1. Unipolar mode
In the monopolar mode, tissue is cut and coagulated with a complete circuit consisting of a high-frequency generator within the high-frequency electrosurgical unit, patient paddles, connecting leads, and electrodes. In most applications, current is passed through the patient through active leads and electrodes, and from the patient pads and leads back to the generator of the HF electrosurgery.
The heating effect of high-frequency electrocautery, which destroys diseased tissue, is not caused by the heating electrode or tip, as is the case with electrocautery. It concentrates high-frequency current with high current density and directly destroys the tissue just below the point of contact with the active electrode tip. Coagulation occurs when the temperature of tissue or cells in contact with or adjacent to the active electrode rises to the point where the proteins in the cells denature. This precise surgical effect is determined by the waveform, voltage, current, tissue type and electrode. shape and size.
To avoid continuing to heat tissue and burn the patient when the current leaves the patient and returns to the HF electrosurgical unit, the patient paddle in a monopolar device must have a relatively large area in contact with the patient to provide a low impedance and low current density channel. Some high-frequency electrosurgical machines used in doctor's clinics have low current and low density, and can not use patient pads, but most general-purpose high-frequency electrosurgery uses a large current, so patient pads are required.

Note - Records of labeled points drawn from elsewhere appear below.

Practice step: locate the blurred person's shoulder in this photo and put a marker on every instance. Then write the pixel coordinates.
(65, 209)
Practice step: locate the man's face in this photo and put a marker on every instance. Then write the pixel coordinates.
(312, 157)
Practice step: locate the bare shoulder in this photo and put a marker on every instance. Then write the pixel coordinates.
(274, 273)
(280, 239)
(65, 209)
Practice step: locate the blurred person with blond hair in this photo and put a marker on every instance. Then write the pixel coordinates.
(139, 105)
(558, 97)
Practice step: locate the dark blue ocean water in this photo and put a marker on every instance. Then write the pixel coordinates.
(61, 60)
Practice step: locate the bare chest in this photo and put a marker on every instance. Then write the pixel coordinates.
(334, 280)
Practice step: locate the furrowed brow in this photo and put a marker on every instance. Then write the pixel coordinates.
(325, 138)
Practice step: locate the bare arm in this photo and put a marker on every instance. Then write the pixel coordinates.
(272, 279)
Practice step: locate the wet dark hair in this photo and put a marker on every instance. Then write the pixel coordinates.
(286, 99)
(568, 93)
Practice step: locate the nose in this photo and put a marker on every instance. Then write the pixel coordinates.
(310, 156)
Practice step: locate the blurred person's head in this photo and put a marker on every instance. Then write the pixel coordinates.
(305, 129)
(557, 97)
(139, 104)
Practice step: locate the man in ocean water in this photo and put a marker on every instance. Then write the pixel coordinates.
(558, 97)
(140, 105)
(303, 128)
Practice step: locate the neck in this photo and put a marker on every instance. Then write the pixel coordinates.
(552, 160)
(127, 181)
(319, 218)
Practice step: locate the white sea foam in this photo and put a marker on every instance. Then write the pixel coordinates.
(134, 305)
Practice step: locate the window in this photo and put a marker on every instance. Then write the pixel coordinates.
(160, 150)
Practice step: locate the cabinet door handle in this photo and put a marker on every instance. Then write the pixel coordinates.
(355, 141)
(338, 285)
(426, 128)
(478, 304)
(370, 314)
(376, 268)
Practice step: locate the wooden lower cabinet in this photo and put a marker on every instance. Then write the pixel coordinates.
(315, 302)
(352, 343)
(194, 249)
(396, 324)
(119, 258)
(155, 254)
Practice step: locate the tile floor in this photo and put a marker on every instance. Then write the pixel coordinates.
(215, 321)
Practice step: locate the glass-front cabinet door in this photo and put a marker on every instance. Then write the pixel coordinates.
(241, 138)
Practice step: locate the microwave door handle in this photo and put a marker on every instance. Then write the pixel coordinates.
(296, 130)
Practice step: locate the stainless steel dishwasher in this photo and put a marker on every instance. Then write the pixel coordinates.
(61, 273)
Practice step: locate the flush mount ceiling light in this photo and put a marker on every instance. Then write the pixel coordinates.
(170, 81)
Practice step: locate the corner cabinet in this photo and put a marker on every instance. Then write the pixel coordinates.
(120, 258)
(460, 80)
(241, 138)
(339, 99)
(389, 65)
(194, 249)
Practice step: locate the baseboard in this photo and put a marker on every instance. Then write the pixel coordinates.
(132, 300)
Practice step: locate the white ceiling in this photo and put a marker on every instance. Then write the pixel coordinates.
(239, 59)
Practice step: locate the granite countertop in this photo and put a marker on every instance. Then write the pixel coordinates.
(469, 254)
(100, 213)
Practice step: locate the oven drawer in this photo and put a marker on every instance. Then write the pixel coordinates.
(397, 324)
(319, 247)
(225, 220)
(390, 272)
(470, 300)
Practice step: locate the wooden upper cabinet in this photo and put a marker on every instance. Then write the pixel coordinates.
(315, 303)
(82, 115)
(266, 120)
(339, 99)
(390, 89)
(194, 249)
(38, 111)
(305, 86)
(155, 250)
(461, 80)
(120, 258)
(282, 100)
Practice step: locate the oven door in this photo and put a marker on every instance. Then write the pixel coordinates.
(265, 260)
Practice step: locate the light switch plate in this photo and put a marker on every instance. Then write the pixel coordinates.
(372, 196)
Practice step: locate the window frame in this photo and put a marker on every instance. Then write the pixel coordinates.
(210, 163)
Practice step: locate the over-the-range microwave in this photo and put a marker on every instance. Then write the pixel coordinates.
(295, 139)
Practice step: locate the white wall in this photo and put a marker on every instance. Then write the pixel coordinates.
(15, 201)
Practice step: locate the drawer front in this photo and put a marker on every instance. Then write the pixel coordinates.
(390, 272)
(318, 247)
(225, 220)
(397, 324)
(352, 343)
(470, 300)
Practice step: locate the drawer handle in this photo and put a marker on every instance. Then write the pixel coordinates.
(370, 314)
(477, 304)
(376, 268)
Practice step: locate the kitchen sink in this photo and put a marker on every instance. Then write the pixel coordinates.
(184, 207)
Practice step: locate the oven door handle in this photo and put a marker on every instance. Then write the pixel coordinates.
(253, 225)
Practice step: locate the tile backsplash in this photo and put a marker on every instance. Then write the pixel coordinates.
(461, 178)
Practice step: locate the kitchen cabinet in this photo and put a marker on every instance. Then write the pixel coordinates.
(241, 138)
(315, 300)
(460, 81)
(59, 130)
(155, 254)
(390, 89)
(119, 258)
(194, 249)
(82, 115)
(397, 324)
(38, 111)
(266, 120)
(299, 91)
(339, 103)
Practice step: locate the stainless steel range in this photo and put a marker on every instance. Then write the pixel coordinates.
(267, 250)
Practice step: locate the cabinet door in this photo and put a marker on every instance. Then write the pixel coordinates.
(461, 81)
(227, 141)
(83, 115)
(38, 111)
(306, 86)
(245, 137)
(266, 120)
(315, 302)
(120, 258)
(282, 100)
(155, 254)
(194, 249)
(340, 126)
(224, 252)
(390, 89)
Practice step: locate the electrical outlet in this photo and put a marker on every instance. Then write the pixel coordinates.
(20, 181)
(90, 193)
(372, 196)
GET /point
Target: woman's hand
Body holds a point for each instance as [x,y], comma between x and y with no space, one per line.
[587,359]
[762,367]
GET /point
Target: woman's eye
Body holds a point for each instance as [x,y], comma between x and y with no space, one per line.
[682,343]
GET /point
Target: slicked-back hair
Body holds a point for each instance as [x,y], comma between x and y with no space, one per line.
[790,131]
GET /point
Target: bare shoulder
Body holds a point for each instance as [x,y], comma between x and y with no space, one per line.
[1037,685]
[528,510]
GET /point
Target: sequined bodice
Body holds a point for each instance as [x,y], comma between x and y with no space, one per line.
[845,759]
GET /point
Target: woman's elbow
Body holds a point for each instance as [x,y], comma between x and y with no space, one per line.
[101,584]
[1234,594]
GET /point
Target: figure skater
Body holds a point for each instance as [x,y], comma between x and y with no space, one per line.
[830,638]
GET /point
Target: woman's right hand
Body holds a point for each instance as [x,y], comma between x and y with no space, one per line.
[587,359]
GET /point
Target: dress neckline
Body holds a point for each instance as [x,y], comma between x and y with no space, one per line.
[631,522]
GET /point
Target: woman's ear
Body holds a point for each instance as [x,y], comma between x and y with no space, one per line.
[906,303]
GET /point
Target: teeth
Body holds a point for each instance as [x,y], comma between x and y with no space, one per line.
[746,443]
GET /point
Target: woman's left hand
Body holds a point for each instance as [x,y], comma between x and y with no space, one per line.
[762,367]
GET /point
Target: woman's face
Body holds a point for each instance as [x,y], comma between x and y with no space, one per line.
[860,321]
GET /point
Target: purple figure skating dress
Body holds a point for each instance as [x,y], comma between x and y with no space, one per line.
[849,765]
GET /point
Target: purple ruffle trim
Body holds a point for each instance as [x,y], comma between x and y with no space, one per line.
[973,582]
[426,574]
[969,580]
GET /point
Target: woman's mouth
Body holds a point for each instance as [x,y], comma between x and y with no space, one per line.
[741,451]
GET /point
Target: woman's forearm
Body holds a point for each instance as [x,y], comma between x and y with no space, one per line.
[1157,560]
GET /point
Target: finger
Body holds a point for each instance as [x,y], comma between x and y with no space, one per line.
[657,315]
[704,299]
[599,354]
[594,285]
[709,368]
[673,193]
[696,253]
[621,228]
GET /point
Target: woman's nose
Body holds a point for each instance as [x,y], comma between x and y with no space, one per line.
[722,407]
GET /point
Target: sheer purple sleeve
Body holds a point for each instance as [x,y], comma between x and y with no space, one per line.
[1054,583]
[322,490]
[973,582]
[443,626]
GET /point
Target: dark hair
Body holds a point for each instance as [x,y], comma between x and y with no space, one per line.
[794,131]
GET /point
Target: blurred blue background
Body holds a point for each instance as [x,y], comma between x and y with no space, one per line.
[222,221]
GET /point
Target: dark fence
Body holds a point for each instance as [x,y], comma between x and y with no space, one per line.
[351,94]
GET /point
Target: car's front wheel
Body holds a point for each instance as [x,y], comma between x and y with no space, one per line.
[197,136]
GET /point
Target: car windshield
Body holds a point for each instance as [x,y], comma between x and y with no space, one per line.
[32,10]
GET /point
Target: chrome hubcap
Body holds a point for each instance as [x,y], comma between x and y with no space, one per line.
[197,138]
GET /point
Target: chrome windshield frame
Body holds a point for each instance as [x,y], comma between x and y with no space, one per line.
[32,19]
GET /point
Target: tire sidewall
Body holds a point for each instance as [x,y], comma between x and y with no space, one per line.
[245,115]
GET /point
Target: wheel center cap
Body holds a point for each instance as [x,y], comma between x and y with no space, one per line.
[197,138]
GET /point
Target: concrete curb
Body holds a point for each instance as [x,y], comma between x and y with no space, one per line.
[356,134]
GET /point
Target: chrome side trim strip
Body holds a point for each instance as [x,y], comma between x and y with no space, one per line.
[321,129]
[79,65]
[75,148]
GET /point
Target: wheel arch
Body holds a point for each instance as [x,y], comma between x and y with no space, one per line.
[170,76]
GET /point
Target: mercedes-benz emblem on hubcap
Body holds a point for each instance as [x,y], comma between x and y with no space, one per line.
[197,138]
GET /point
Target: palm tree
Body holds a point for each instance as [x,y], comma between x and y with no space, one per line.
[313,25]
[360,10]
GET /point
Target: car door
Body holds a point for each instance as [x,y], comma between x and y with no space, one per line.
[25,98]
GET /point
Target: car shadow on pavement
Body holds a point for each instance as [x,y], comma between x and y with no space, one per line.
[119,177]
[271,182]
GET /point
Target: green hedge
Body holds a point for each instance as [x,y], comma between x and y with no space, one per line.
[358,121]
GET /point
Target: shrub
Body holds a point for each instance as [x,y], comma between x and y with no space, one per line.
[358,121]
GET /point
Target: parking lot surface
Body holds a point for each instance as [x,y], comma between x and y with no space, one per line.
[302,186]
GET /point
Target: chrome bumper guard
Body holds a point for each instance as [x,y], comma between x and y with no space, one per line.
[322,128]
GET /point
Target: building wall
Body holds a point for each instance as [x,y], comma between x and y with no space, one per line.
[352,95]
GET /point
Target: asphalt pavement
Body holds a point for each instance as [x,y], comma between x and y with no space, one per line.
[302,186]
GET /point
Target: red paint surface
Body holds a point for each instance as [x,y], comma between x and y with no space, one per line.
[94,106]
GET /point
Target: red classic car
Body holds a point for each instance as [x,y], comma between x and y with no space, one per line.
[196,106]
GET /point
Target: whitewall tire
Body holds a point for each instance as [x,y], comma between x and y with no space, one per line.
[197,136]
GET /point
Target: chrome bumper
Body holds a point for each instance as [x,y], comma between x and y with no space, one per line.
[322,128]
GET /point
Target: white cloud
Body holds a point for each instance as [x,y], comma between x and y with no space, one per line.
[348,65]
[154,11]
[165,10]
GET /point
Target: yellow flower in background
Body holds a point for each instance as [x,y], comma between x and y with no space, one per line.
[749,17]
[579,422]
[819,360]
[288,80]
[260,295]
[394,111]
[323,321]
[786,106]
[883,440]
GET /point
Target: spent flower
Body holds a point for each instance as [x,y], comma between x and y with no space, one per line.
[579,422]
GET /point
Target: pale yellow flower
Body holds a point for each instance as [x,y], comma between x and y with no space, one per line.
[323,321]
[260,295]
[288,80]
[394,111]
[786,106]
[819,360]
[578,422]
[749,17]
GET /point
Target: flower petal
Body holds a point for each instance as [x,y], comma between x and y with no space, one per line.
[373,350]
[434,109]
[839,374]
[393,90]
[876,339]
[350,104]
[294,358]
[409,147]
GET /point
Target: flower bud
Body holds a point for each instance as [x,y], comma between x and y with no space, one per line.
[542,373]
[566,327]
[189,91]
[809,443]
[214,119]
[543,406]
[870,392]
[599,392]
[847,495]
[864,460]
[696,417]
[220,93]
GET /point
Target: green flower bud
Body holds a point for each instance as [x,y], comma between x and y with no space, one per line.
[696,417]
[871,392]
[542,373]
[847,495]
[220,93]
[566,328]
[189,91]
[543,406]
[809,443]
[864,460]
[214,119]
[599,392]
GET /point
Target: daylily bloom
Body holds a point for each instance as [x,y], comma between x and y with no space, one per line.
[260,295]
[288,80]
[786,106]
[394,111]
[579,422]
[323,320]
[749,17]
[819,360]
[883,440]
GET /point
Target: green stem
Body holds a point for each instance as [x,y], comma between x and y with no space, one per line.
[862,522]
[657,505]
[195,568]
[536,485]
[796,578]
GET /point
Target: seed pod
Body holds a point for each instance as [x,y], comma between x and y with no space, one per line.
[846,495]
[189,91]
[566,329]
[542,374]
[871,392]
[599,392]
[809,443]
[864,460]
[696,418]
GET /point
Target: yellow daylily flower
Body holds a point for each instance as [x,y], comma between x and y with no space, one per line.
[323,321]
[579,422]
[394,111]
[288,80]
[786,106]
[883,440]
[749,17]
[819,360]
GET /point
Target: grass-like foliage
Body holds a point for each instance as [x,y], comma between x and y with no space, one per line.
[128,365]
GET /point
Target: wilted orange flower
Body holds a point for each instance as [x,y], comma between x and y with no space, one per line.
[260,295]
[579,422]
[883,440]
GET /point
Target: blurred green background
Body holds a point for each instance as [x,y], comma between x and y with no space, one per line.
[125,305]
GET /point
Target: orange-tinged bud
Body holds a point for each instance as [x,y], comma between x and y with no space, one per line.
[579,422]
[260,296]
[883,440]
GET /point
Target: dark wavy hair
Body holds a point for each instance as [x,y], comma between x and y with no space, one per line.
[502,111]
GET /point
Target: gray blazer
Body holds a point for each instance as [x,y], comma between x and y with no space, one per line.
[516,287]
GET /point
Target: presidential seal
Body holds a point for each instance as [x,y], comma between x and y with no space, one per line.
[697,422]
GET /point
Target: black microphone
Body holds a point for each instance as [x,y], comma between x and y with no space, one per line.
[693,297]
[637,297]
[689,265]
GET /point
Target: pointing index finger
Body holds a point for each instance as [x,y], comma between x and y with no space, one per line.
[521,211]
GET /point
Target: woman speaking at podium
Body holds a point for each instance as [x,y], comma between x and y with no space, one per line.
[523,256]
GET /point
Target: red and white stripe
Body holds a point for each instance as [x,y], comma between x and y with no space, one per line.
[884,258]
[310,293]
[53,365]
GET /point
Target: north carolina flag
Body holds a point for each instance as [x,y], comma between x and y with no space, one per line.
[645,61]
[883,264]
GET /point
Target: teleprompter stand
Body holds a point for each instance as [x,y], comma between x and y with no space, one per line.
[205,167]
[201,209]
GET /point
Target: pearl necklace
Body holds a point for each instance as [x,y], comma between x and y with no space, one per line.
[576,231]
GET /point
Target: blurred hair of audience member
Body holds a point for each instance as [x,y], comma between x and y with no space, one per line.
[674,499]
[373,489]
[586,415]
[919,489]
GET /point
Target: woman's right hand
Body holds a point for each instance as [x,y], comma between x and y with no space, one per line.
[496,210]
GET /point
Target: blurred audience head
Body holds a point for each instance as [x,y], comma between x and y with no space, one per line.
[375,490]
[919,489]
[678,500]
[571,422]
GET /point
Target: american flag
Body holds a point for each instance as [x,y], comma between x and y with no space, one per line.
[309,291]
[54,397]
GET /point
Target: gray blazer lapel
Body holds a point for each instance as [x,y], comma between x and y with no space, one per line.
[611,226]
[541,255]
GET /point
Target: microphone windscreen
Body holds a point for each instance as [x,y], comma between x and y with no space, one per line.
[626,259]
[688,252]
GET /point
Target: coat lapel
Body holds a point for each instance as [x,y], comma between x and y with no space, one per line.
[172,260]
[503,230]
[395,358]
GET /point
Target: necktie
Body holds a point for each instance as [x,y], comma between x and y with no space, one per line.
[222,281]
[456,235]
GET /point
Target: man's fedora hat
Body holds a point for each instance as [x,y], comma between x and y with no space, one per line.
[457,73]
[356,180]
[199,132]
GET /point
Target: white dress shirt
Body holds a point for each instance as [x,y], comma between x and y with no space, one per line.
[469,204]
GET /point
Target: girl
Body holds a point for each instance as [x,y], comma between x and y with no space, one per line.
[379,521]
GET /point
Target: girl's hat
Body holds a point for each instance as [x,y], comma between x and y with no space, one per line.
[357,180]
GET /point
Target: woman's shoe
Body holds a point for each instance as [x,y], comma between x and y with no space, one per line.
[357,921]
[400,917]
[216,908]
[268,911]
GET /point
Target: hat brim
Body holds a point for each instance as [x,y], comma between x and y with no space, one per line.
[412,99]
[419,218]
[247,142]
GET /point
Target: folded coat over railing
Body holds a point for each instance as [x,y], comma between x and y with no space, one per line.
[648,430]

The output system isolated from the ground makes the current of the high-frequency electrosurgery no longer need an auxiliary channel between the patient and the ground, thereby reducing the risk of burning the body that may be in contact with the ground. With a ground-based system, the risk of burns is greater than with an insulated output system.
2. Bipolar mode
Bipolar coagulation is to provide high-frequency electrical energy to the body tissue through the two tips of the bipolar forceps, so that the blood vessels between the two ends of the bipolar forceps are dehydrated and coagulated to achieve the purpose of hemostasis. Its scope of action is limited to the two ends of the tweezers, and the degree of damage and impact on the body tissue is much smaller than that of the monopolar method, and it is suitable for sealing small blood vessels and fallopian tubes. Therefore, bipolar coagulation is mostly used in more delicate operations such as brain surgery, microsurgery, ENT, obstetrics and gynecology, and hand surgery. The safety of bipolar coagulation is gradually being recognized, and its use is gradually expanding.
When the high-frequency high-voltage current generated by the high-frequency electrosurgical knife passes through the high-impedance tissue, it will generate heat in the tissue, causing the tissue to vaporize or coagulate. During electrosurgical use, the resistance varies from 100 ohms to 2000 ohms. As the tissue coagulates, the water in the cells vaporizes, drying out the tissue, causing a constant increase in electrical resistance, and eventually a complete cessation of current flow.